Page:Landes - Contes et légendes annamites, 1886.djvu/165

Le texte de cette page a été corrigé et est conforme au fac-similé.


LX

L’EMPEREUR CÉLESTE ET LE PAUVRE.



Il y avait un homme dont la famille était pauvre depuis trois générations, il était misérable comme l’avaient été son père et son aïeul. Cet homme se dit : « Le proverbe affirme que personne n’appartient à trois familles riches et qu’aucune famille n’est pauvre pendant trois générations[1], comment se fait-il que je fasse exception ? » Il avait entendu dire que l’Empereur céleste résidait dans une île, il résolut de s’y rendre pour lui demander l’explication de sa destinée.

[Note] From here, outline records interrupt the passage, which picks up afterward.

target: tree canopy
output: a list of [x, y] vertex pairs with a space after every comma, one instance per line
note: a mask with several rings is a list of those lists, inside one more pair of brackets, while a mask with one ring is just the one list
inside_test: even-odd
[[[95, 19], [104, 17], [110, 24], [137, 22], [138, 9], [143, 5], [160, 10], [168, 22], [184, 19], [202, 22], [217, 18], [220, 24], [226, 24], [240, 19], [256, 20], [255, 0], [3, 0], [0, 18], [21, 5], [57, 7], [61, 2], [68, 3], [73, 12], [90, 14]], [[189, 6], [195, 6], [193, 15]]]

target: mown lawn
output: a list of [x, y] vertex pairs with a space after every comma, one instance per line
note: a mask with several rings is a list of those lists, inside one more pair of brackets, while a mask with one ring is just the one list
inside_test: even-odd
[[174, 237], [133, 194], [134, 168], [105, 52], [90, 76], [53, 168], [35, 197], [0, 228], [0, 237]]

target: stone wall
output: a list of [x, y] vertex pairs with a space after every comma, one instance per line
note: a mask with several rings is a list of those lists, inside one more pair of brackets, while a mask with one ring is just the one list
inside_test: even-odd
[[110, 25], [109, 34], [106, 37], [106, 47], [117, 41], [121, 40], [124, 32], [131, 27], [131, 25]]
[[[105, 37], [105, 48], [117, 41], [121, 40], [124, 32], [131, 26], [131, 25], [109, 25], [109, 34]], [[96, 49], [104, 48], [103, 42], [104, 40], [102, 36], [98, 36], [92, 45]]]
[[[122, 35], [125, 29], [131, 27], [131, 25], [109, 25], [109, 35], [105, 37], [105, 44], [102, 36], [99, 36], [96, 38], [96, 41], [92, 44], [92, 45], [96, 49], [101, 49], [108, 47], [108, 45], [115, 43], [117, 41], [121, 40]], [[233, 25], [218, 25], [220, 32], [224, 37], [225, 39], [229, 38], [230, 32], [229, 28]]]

Il partit donc ; mais au bout d’un peu de temps les provisions lui manquèrent, il entra dans la maison d’un homme riche pour demander à manger. L’homme riche lui demanda où il allait et, ayant appris quelle était son intention[2], et la pénurie dans laquelle il se trouvait, il lui dit : « Je vous donnerai de l’argent, mais vous interrogerez l’Empereur céleste sur une affaire qui me concerne. Je suis riche, j’ai toujours fait de bonnes œuvres, et cependant je n’ai pas eu de fils ; je n’ai qu’une fille qui est muette depuis sa naissance, je vous prie de demander quelle est la cause de ce malheur. »

Le maître de la maison donna ensuite une provision d’argent au pauvre qui se remit en chemin. Il se passa un temps assez long ; il n’était pas encore arrivé à l’île, et ses ressources étaient épuisées. Il entra chez un autre homme riche pour lui demander

  1. Khong ai gian ba ho, không ai kho ba doi.
  2. J’abrège ici le récit qui recommence à chaque péripétie par un exposé complet. C’est un trait de mœurs nationales. Quand on demande une explication à un indigène sur un détail obscur, invariablement il recommence par le commencement sans apporter souvent plus de lumière sur le point en question.